The bad guys are creating bad domains and subdomains faster than ever, and hosting providers aren’t taking down malicious content at dangerous domains fast enough. When providers are slow to respond, malware and other exploits have more time to propagate and compromise more victims.
In the latest DNS Threat Index Report, Infoblox found that malicious website creation increased by 49 percent in the fourth quarter of 2015 compared to the same period the year before, and by 5 percent compared to the third quarter of 2015. The Infoblox DNS Threat Index tracks the creation of malicious DNS infrastructure by looking at the number of new domains registered, as well as the number of legitimate domains and hosts that have been hijacked over the quarter. The baseline score, 100, reflects the historical average over 2013 and 2014. The index for the fourth quarter of 2015 was 128.
The index for all of 2015 has been well above its historical average, as “organizations of all sizes and types continue to face unrelenting attacks,” Infoblox noted.
DNS sets a foundation for practically anything that happens on the Internet, as it translates IP addresses into easy-to-remember domain names. Criminals and other adversaries also rely on DNS, and they create new domains and subdomains to host exploit kits, craft phishing campaigns, and launch DDoS campaigns. Attackers and security teams play a game of cat-and-mouse, with the assailants dumping domains and moving to new ones as security tools identify and block malicious sites.
Adversaries tend to follow a “planting and harvesting” cycle, where criminals alternate between creating DNS infrastructure and domains, then actually launching campaigns. During the planting phase, the threat index rises to reflect adversaries creating new domains and building the infrastructure to serve as a base for launching attacks. In the harvesting phase, the threat index falls because the attackers stop creating in order to utilize the extensive DNS infrastructure they’d built to target victims with exploit kits, phishing campaigns, and launch DDoS attacks.
Malicious website creation declined slightly in the third quarter of 2015 after reaching record levels in the second quarter of 2015. The fact that the DNS Threat Index dropped from the second-quarter high of 133 but surged back to 128 in the fourth quarter was surprising and breaks with the expected cycle.
“Our findings may indicate we’re entering a new phase of sustained and simultaneous plant/harvest activity,” said Rod Rasmussen, vice president of cyber security at Infoblox.
Infoblox found that the United States hosted 72 percent of newly observed malicious domains and related infrastructure, such as servers, storage, and networking equipment, used to launch attacks. While a significant number of cyber criminals are based out of hotspots in Eastern Europe, Southeast Asia, and Africa, the underlying infrastructure behind the attacks are most likely in the United States, followed by Germany.
Geographical information is not an indication of where the bad guys are since exploit kits and other malware can be developed in one country, sold in another, and used in a third to launch attacks through systems hosted in a fourth, Infoblox said in the report. “But it does suggest which countries tend to have either lax regulations or policing, or both.”
Criminals are as likely as any legitimate business to take advantage of the rich technology and services infrastructure that exists in these countries. However, it's then doubly hard for hosting providers and other service providers to harden the infrastructure against exploits without limiting the speed and responsiveness that legitimate businesses need. Even so, enterprises and hosting providers can limit privileged accounts and toughen passwords to make it harder for legitimate domains and subdomains to get hijacked for malicious purposes.
Defenders have to dismantle the infrastructure the criminals are using to host the domains. Hosting providers can be slow to respond to take down requests, which means exploits can propagate longer, attacks have more time to operate, and more victims are infected with malware.

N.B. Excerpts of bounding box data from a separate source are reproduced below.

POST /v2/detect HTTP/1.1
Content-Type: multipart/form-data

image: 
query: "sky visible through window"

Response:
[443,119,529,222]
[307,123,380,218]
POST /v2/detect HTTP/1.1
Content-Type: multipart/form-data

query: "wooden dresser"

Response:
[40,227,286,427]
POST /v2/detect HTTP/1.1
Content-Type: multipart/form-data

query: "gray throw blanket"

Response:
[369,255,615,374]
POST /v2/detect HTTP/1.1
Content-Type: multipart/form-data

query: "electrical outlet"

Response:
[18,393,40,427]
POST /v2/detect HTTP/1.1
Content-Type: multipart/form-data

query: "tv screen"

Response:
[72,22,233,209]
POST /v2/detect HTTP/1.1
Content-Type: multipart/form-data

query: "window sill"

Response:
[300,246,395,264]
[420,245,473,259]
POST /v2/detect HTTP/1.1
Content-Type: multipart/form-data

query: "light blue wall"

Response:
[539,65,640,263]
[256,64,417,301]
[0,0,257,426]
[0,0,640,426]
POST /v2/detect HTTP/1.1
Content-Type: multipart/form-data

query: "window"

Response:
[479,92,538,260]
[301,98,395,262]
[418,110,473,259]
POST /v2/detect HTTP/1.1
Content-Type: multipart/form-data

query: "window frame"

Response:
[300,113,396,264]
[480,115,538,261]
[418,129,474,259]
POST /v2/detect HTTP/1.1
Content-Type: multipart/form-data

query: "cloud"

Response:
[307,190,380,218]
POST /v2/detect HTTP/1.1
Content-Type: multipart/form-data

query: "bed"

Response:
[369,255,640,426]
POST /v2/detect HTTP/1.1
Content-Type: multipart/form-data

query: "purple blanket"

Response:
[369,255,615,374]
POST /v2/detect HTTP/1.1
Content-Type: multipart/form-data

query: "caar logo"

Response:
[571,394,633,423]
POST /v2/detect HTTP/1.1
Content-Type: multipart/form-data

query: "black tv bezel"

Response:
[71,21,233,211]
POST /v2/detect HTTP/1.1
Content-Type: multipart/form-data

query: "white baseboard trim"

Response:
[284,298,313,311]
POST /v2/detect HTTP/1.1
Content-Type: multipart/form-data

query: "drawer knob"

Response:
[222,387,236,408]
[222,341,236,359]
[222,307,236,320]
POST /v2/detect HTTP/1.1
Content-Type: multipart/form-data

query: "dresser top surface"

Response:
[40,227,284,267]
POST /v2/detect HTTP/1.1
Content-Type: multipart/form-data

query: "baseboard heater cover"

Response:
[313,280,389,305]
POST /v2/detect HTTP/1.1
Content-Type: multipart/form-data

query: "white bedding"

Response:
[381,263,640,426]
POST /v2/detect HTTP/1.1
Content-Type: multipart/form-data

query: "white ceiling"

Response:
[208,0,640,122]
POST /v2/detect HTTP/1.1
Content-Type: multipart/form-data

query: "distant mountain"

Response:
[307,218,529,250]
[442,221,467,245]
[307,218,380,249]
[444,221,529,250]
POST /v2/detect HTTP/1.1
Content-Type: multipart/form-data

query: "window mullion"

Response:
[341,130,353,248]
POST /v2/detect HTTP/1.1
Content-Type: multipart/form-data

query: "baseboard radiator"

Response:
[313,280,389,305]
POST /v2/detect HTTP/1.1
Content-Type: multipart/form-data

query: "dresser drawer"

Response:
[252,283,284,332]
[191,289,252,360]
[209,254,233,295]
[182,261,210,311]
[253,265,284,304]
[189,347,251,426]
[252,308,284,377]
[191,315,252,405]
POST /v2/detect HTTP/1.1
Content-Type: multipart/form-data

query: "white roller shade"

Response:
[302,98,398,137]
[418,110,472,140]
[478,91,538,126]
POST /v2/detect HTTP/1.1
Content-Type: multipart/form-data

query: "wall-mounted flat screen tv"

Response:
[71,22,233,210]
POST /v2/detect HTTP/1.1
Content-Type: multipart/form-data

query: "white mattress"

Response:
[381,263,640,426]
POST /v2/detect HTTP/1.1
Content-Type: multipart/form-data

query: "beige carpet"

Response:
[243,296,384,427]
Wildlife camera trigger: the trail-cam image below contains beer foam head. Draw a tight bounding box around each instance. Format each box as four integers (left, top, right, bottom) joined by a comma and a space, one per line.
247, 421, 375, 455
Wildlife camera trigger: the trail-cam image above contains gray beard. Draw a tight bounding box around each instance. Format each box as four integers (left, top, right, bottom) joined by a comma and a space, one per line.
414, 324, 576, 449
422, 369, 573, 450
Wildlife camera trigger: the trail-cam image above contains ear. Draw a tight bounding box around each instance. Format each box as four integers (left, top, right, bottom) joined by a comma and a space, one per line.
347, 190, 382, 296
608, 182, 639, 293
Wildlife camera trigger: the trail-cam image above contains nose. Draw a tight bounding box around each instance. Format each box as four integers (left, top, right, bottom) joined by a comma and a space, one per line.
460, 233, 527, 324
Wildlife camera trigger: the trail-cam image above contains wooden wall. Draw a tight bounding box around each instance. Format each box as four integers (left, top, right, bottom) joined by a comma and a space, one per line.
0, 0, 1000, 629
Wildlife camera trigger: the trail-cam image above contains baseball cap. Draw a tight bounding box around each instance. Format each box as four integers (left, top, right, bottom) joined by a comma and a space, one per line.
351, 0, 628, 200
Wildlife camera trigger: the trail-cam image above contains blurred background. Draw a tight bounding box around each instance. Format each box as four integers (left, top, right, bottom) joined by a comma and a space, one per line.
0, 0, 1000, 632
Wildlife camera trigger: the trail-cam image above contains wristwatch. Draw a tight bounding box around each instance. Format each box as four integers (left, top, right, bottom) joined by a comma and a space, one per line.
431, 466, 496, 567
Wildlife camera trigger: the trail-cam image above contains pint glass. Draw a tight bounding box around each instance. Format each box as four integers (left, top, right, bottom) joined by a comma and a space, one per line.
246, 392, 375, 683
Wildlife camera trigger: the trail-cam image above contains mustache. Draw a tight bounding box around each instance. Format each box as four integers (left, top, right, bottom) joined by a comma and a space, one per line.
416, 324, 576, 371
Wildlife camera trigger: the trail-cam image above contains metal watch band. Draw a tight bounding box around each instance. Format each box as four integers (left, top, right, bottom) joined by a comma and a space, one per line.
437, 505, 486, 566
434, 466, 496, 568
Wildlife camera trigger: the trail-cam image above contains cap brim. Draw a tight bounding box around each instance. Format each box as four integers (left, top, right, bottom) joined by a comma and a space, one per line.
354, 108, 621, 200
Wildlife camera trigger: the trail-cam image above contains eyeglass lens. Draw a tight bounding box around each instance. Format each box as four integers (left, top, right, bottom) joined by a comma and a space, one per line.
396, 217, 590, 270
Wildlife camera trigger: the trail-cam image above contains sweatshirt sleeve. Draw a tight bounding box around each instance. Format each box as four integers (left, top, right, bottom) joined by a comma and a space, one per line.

“It would be a silver lining if U.S. hosting providers were quick to take down malicious content at dangerous domains once they’re identified, but they are not,” said Lars Harvey, vice president of security strategy at Infoblox.
At the very least, hosting providers in the United States should be able to promptly take down malicious domains once identified since they don’t face the same language barriers, cross-border jurisdiction issues, and policy differences that slow international takedown efforts.
“If there is an area of focus for improvement, this is it,” Infoblox said.